The shift to Cloud
In our previous article, Which Jira Cloud Migration Approach is Right for You?, we explored the different ways organizations can move from Jira Data Center to Jira Cloud and how to choose an approach based on scale, complexity, and business needs.
Cloud migration is a deadline-driven business decision. Atlassian has confirmed that Jira Data Center will sunset by 2029, forcing enterprises to move to Cloud. Industry studies
consistently show that nearly 70–80% of large migration programs exceed timelines or budgets, most often due to disruption, data gaps, and rework during execution.
Building on that foundation, global enterprises are increasingly moving to Atlassian Jira Cloud to benefit from managed security, automatic updates, elastic scalability, and reduced infrastructure overhead. Atlassian’s long-term Cloud roadmap has further reinforced Cloud as the strategic destination for most organizations.
The stakes
For large Jira instances, migration is not a simple data transfer. It is a transformation program that affects users, workflows, reporting, governance, and business continuity. Millions of issues, years of historical context, and deeply customized processes are often involved.
The reality check
Success isn’t measured just by reaching Jira Cloud-it’s measured by how little teams are interrupted along the way.
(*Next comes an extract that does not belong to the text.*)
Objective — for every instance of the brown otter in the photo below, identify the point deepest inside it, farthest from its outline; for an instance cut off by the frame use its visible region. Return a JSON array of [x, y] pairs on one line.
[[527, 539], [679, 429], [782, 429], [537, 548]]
This blueprint outlines 10 proven best practices to help enterprises migrate from Jira Data Center to Jira Cloud with minimal disruption, no downtime, preserved data richness, and predictable outcomes.
1. Perform a comprehensive data audit and preserve data richness
The principle: garbage in, garbage out
Before migration begins, conduct a thorough data audit. Identify obsolete projects, unused custom fields, redundant workflows, and outdated configurations. Migrating unnecessary data increases cost, risk, and complexity.
Preserve what actually matters
Critical Jira data goes far beyond issues and fields. It includes:
These elements carry context that teams rely on daily.
The hidden cost of data loss
When data richness is compromised, teams lose historical insight, traceability breaks, and audits become harder. The impact often surfaces months later when it is too late to fix.
2. Conduct a rigorous add-on assessment
Apps behave differently in Jira Data Center and Jira Cloud. Even when an app is available on Cloud, its data does not automatically move during Jira migration
Create a clear decision matrix
For every add-on, decide whether to:
Plan add-on data migration separately
Add-ons like test management tools store their own data. This data is not migrated by default and requires separate planning, tooling, or manual steps to avoid data loss.
Practical tip
The Jira Cloud Migration Assistant (JCMA) helps identify whether an add-on is compatible with Cloud, but it does not migrate add-on data. Business-critical add-ons need a dedicated data migration plan. For business-critical add-ons, teams often rely on platforms like OpsHub Migration Manager to plan and execute add-on data migration alongside Jira.
Add-on compatibility and add-on data migration are two different steps, and both must be planned for a successful Jira DC to Cloud move.
3. Choose the right migration approach
Simple migrations need simple tools
For smaller Jira instances with limited customization, Atlassian’s native tools or scripts may be sufficient.
Complex migrations need Enterprise-Grade Tools
Large environments often involve:
In such cases, an enterprise migration platform is equipped to handle scale, complexity, and no downtime.
4. Keep teams working during migration
For large, distributed teams, Jira is central to daily work. A 24–48 hour shutdown impacts multiple time zones, disrupting issue updates, approvals, incident response, and release coordination. Work continues offline, leading to manual tracking, duplicates, and rework once Jira is back.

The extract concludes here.